# Some notable well known photographers in these fields???



## blackrose89 (Jan 8, 2012)

I'd like to learn more about famous/well known photographers in these fields 

Macro
Landscapes
Gothic (I mean all types of goth)
Urban

Not looking for shock value or "deep" artsy  photos for interpretation (Not that there is anything wrong with that  .


----------



## katerolla (Jan 8, 2012)

List of photographers - Wikipedia, the free encyclopedia


----------



## Bitter Jeweler (Jan 8, 2012)

Nailed, with a "Let me wiki that for you"!


----------



## Overread (Jan 8, 2012)

Eewww wiki articles!

I don't know about well known (I guess Wiki covers that possibly), but if you're just after some who might only be well known within certain circles as opposed to  "the public" have a peek here:
Flickr: Contacts
Should be more than enough macro shooters in there to keep you occupied - though one or two landscape and quite a few wildlife in there too
I'd also strongly suggest checking out:
Flickr: linden.g's Photostream
and
Flickr: johnhallmen's Photostream

Both are top macro photographers (as well as other subjects of course) with some stunning work. Both also put up a fair amount of detail on their work (John puts up lots on pretty much every photo - a wealth of info there); whilst Linden also works in advertising and you've probably seen some of his work around.


----------



## table1349 (Jan 8, 2012)

Let me google that for you
Let me google that for you
Let me google that for you
Let me google that for you


----------



## blackrose89 (Jan 8, 2012)

Thank you over read!!! That stuff was great!


----------



## MarkCSmith (Jan 11, 2012)

Probably the most famous landscape photographer (and one of the most famous period) is Ansel Adams. 

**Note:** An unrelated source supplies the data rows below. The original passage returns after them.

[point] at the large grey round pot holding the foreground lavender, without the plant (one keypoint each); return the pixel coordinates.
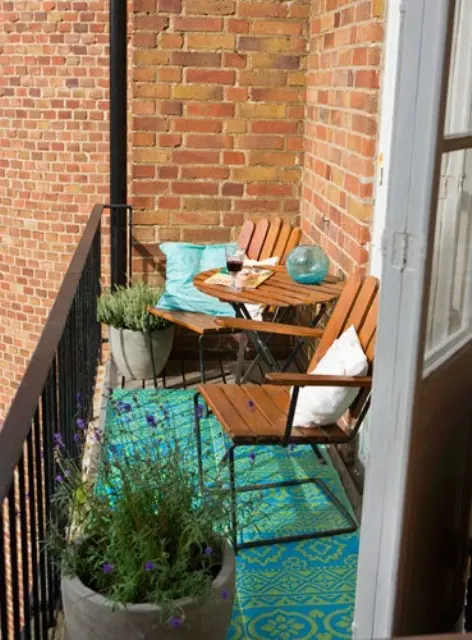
(88, 616)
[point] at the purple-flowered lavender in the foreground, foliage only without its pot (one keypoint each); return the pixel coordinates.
(142, 533)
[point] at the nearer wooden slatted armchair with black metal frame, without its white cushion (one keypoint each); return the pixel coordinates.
(263, 414)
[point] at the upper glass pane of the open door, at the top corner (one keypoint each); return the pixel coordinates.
(459, 99)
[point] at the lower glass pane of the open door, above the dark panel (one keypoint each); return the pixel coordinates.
(450, 305)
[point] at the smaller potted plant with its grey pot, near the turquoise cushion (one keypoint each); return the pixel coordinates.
(133, 330)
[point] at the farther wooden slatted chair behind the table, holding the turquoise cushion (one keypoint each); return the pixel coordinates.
(261, 240)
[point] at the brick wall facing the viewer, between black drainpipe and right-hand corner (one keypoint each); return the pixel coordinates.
(218, 106)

Among the most famous these days, Trey Ratcliff comes to mind.


----------



## HowlingWolf (Jan 11, 2012)

MarkCSmith said:


> Probably the most famous landscape photographer (and one of the most famous period) is Ansel Adams.
> 
> Among the most famous these days, Trey Ratcliff comes to mind.



I live about 45 min from Yosemite (i can see details on the mountains if i walk outside), any man smart enough to find beauty in this dried up, drugged up wasteland deserved his fame lol.

as for "gothic"

I absolutely LOVE this womens work:  Graveyard and Dark Gothic Horror Photography


----------



## GnipGnop (Jan 11, 2012)

Here's one you likely won't find by googling. 

He commented on some of my work on 500px, and I'm glad he did. Some of the most amazing landscapes I've ever seen.

500px / AtomicZen : )

Enjoy!


----------



## MLeeK (Jan 11, 2012)

Hmmm, I am not sure about famous, but I'll give you a couple of my favorites
Gothic/steampunk Locked Illusions
Urban (urban exploration) Kingston Lounge


----------



## mjhoward (Jan 11, 2012)

Overread said:


> Flickr: johnhallmen's Photostream



WOW :thumbup:


----------



## blackrose89 (Jan 16, 2012)

Thanks everyone


----------